In den ersten Kapiteln des ersten Buchs Mose gibt es eine auffällige Steigerung der Gewalt. Die Entwicklung beginnt damit, dass ein Mann namens Kain seinen Bruder Abel tötet, und dann eskaliert die Gewalt kontinuierlich und die gesamte Menschheit gerät in eine Abwärtsspirale von immer heftigeren Konflikten und umfassenderer Zerstörung. Bis wir das Ende von Kapitel 11 erreichen – das Kapitel, bevor wir Abraham begegnen – haben die Menschen bereits Weltreiche begründet, um die Massen zu unterdrücken, und umfassende Systeme des Unrechts etabliert.

Wie viel schlimmer kann es denn noch werden?

Diese Frage liegt in der Luft, wenn der Erzähler uns diesen Mann Abraham vorstellt, der den Entschluss fasst, alles hinter sich zu lassen und etwas Neues zu beginnen. Er verlässt seine Heimat, aber er verlässt damit auch eine komplette Lebensweise.

Der Erzähler möchte seinem Leser sagen, dass Abraham eine Bestimmung hat, die er erfüllen muss. Es ist die Bestimmung, Vater einer neuen Art von Menschen zu werden und damit für die Menschheit eine neue Epoche einzuläuten – eine Epoche, die nicht auf Gewalt, sondern auf Liebe begründet ist. Wie Abraham im Kapitel 12 gesagt wird, sollen alle Völker der Erde … durch dich gesegnet werden.

Das war eine neue Idee. Sie würden andere Völker nicht mehr unterwerfen, sondern sie segnen?

Wie formt man Menschen von einer neuen Art, die die Welt in eine neue Richtung führen?

Indem man Kinder hat.

Und wie bekommt man Kinder?

Indem man Sex hat.

Und zum Sex gehören – richtig gelesen – Lebenssaft und Frische.
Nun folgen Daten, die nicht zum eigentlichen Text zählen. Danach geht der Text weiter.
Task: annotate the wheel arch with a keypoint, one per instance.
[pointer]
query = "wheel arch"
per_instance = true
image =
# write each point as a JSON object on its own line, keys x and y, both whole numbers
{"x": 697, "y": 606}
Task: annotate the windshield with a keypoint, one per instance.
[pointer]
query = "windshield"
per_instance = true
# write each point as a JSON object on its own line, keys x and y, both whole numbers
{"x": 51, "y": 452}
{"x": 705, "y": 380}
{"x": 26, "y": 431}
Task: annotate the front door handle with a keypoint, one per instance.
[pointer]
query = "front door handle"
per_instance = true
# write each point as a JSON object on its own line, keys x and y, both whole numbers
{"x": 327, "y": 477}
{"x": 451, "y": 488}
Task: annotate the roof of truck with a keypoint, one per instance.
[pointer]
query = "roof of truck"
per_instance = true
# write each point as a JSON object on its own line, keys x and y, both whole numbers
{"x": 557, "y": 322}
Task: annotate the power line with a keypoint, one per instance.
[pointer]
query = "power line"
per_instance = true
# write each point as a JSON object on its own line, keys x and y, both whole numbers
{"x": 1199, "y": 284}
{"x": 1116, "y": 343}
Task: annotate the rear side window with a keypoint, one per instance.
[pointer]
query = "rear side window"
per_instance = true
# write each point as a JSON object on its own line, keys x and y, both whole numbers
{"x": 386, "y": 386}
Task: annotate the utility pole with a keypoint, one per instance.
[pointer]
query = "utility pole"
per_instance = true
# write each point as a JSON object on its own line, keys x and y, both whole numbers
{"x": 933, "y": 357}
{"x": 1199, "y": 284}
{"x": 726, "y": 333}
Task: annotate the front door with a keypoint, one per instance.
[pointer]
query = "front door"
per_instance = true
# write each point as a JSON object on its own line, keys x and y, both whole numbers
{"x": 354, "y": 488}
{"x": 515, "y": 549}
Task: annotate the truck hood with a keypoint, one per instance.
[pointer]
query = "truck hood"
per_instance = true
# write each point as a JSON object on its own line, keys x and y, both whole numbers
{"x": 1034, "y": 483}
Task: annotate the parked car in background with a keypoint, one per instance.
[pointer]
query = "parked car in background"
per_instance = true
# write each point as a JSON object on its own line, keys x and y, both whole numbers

Wenn der Verfasser uns also sagt, dass Mose keine Falten und seine Frische noch nicht verloren hatte und noch im Vollbesitz seiner Lebenskraft war, dann sagt er uns damit, dass Mose immer noch in der Lage war, an der Erschaffung dieses neuen Volkes mitzuwirken, das die Welt in eine neue Richtung führen sollte, fort von Gewalt und Zerstörung.

Kann diese Welt sich in eine neue Richtung bewegen oder sind wir gefangen, dazu verurteilt, denselben alten, ermüdenden Kreislauf von Konflikten immer wieder zu wiederholen?

Das ist die Frage, um die sich die ganze Abraham-Mose-Geschichte dreht.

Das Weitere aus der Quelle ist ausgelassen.